While leaders of Fatah and Hamas are united in making strides towards reconciliation, the resistance shown by their supporters has forced Prime Minister Ismail Haniyeh and President Mahmoud Abbas to order the training of large numbers of police and army to secure the borders and bring order to the unruly state.
The government of national unity had been seriously weakened by the resignation of the Palestinian interior minister, Hani al-Qawasmi. Selected for the key post because he was independent of both groups, Qawasmi believed he had been rendered powerless to implement measures agreed in Mecca on 8 February 2007 in a signed deal between Fatah and Hamas sponsored by King Abdullah of Saudi Arabia.
The emergency summit had been called by King Abdullah following heavy fighting between Hamas and Fatah factions that had claimed about a hundred Palestinian lives.
During the Mecca summit, the king asked Khaled Meshal, the Damascus-based Hamas leader, why his movement couldn't recognise the State of Israel.

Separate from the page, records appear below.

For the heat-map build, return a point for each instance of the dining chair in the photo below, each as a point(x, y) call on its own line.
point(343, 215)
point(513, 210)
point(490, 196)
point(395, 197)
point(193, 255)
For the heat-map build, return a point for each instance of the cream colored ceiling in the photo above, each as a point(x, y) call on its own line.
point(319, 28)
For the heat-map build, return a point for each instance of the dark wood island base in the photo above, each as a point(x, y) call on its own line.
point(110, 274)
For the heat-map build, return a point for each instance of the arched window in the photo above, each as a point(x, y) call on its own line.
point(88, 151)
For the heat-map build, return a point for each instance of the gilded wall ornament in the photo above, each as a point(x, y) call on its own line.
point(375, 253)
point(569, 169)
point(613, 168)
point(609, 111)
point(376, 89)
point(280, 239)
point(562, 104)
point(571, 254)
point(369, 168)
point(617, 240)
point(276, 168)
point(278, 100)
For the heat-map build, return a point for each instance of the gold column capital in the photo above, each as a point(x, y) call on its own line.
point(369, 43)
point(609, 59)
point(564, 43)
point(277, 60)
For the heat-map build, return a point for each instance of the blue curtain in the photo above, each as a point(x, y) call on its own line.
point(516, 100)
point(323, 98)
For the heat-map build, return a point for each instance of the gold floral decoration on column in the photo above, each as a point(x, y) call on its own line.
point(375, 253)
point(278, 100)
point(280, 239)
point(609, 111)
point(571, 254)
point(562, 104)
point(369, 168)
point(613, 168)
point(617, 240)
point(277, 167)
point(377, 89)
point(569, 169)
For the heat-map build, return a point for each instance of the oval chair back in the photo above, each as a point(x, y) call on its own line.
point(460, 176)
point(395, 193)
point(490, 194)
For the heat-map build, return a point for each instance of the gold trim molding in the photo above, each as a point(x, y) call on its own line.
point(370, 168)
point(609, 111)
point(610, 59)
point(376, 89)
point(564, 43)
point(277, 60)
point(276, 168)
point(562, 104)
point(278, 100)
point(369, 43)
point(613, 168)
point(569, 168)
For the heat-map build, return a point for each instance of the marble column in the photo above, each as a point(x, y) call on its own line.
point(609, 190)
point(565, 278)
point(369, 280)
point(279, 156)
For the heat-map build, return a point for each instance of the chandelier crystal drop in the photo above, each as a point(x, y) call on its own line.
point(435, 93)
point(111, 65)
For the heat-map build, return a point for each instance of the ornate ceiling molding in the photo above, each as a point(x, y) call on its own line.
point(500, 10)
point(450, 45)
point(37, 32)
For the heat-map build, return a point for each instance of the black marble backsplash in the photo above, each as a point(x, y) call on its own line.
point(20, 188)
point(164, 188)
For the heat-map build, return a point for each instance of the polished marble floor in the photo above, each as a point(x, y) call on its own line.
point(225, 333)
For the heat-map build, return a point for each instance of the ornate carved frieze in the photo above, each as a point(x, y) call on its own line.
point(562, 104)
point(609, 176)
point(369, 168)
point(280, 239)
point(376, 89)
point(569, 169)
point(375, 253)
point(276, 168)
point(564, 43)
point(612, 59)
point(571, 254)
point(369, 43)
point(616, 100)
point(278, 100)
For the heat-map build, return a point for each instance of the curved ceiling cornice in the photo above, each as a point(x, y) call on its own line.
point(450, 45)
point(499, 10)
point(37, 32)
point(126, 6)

Meshal's response was that this standpoint was not that of Hamas, but of the higher leadership of the Muslim Brotherhood, the worldwide Islamist movement. Hamas is a branch of the Muslim Brotherhood, which believes that the land of Palestine is held under an Islamic waqf - meaning that no Palestinian, whatever his position, has the right to relinquish any part of it to non-Muslims. For this reason, Hamas has always spoken of relations with the Israelis in terms of a long truce, or what in Arabic is called a hudna.
When the obdurate non-acceptance of Israel led the international community to enforce sanctions against the Hamas-led government, the Palestinian population paid a high price. Some 70 per cent live below the poverty line and many rely heavily on handouts from the United Nations and international aid organisations. Many had been clinging to the hope that the recently formed unity government would revive international confidence in Palestinian governance and lead to the lifting of sanctions.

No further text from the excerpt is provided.